Sport : Der Schatz des DFB

Auf dem Bundestag kommt es zu einer Kampfkandidatur zwischen Profis und Amateuren

Robert Ide

Berlin - So ist es oft vor wichtigen Abstimmungen in der Sportpolitik. „Wenn alle, die so viel Gutes über mich sagen, für mich stimmen, müsste es reichen“, sagt Wilfried Straub. „Wenn alle, die so viel Gutes über mich sagen, für mich stimmen, müsste es reichen“, sagt Heinrich Schmidhuber. Das Problem allerdings ist wie so oft: Für einen von beiden wird es nicht reichen.

Durch den Deutschen Fußball-Bund (DFB), der sich ab heute in Osnabrück zum Bundestag versammelt, geht ein Riss. Manchmal ist er öffentlich verborgen, doch an diesem Wochenende ist der Riss wieder zu besichtigen. Der Verband sucht einen neuen Schatzmeister. Straub wird von den Profivereinen ins Rennen geschickt, er ist Geschäftsführer der Deutschen Fußball-Liga. Schmidhuber kommt aus dem Lager der Amateure, er ist Vorsitzender des Bayerischen Landesverbandes. Die Amateure haben beim Bundestag mehr Stimmen als die Profis, ihre Regionalverbände haben sich in einer Erklärung bereits auf Schmidhuber festgelegt. Doch was heißt das schon bei Kampfabstimmungen dieser Tragweite. „Die Delegierten sind mündig“, sagt Straub.
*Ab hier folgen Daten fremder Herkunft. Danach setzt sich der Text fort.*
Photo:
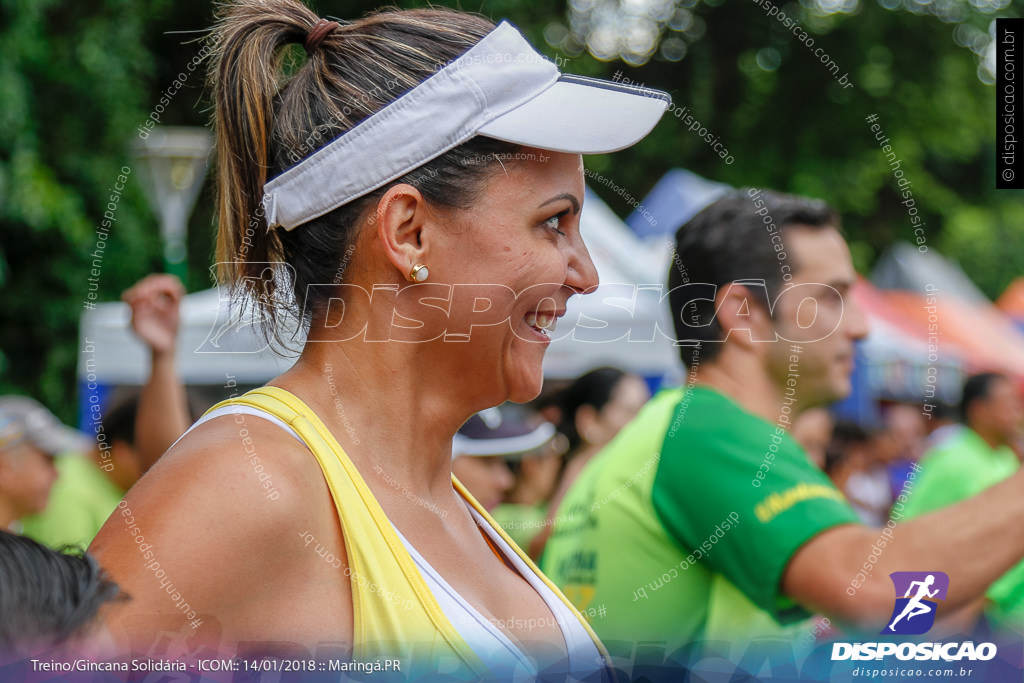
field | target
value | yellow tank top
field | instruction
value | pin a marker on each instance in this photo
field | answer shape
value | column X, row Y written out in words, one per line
column 394, row 613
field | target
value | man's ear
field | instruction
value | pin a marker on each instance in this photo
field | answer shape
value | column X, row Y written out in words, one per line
column 400, row 218
column 741, row 309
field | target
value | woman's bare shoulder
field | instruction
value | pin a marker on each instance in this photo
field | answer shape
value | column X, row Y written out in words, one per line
column 219, row 512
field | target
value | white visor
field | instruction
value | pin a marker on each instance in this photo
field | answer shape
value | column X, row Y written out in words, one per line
column 501, row 88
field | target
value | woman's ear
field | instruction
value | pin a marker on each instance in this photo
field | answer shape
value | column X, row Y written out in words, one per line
column 400, row 218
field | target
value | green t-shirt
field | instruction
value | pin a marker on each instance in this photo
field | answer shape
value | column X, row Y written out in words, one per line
column 81, row 501
column 521, row 522
column 958, row 468
column 671, row 535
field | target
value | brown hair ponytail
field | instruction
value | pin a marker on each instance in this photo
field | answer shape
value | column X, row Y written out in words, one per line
column 265, row 121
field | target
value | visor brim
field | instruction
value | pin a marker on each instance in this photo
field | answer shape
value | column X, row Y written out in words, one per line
column 580, row 115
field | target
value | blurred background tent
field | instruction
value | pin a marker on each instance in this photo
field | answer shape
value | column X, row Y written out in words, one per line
column 79, row 82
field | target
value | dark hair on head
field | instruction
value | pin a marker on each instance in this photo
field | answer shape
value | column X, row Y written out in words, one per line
column 47, row 596
column 593, row 388
column 738, row 237
column 845, row 435
column 271, row 110
column 977, row 387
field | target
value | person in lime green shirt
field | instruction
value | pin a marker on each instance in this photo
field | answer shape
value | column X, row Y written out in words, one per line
column 702, row 519
column 976, row 457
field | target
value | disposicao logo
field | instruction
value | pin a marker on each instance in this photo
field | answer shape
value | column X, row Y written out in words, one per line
column 914, row 612
column 918, row 594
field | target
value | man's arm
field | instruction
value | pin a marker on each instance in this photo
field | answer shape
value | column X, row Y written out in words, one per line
column 163, row 409
column 974, row 542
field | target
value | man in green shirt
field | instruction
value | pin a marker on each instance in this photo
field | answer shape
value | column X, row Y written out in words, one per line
column 704, row 519
column 970, row 461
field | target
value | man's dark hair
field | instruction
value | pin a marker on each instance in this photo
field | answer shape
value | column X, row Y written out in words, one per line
column 734, row 239
column 592, row 388
column 977, row 387
column 47, row 596
column 119, row 423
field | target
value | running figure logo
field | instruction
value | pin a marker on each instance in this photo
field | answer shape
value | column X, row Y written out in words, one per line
column 914, row 612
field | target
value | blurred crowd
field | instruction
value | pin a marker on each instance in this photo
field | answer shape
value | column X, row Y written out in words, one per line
column 58, row 484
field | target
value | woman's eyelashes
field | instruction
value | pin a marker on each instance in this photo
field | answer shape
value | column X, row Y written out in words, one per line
column 555, row 221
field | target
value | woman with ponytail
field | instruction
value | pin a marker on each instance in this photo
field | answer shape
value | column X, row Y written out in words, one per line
column 408, row 187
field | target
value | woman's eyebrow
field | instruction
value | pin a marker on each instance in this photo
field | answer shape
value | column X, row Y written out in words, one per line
column 564, row 196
Das ist seine einzige Chance.

Die Position des Schatzmeisters ist nicht irgendeine. Die Buchhalter des DFB haben es oft bis ins höchste Amt des größten Fußballverbandes der Welt geschafft. So war es bei Egidius Braun, so ist es jetzt bei Theo Zwanziger, der zum Geschäftsführenden Präsidenten neben dem amtierenden Chef Gerhard Mayer- Vorfelder gewählt werden soll. Schatzmeister sitzen im DFB-Präsidium, sie überwachen alle Finanzströme. Straub, der seit 30 Jahren im Fußballgeschäft tätig ist, betont darum seine Vita als konservativ rechnender Funktionär. „Ich habe den Aufbau der Finanzstruktur beim DFB wesentlich mitgestaltet“, sagt der 65-Jährige. „Diese Erfahrungen könnten für die Position eines Schatzmeisters wichtig sein.“

Doch neben Inhalten geht es um Sensibilitäten. Die Amateure fühlen sich von den Profis zurückgesetzt. Zwar wurden einige der 142 Anträge für den Bundestag, mit denen sich beide Lager über die Zusammensetzung der Regionalliga streiten wollten, kurzfristig zurückgestellt. Eine Kommission soll hier schlichten. Dennoch gibt es bei vielen Amateuren eine gewisse Gereiztheit gegenüber den finanzstarken Bundesliga-Klubs. Einer der sensibelsten Punkte bleibt die Nationalmannschaft: Die Deutsche Fußball-Liga will die Zuständigkeit für das Team allein dem DFB-Chef Mayer-Vorfelder und dem Liga-Präsidenten Werner Hackmann übertragen. Die Landesverbände bestehen dagegen auf einer echten Beteiligung von Theo Zwanziger und DFB-Generalsekretär Horst R. Schmidt, zumindest bis zur WM 2006. Vor allem die Amateurverbände haben Zwanziger im Sommer an die Doppelspitze gebracht. Nun wollen sie verhindern, dass er ein Präsident zweiter Klasse wird.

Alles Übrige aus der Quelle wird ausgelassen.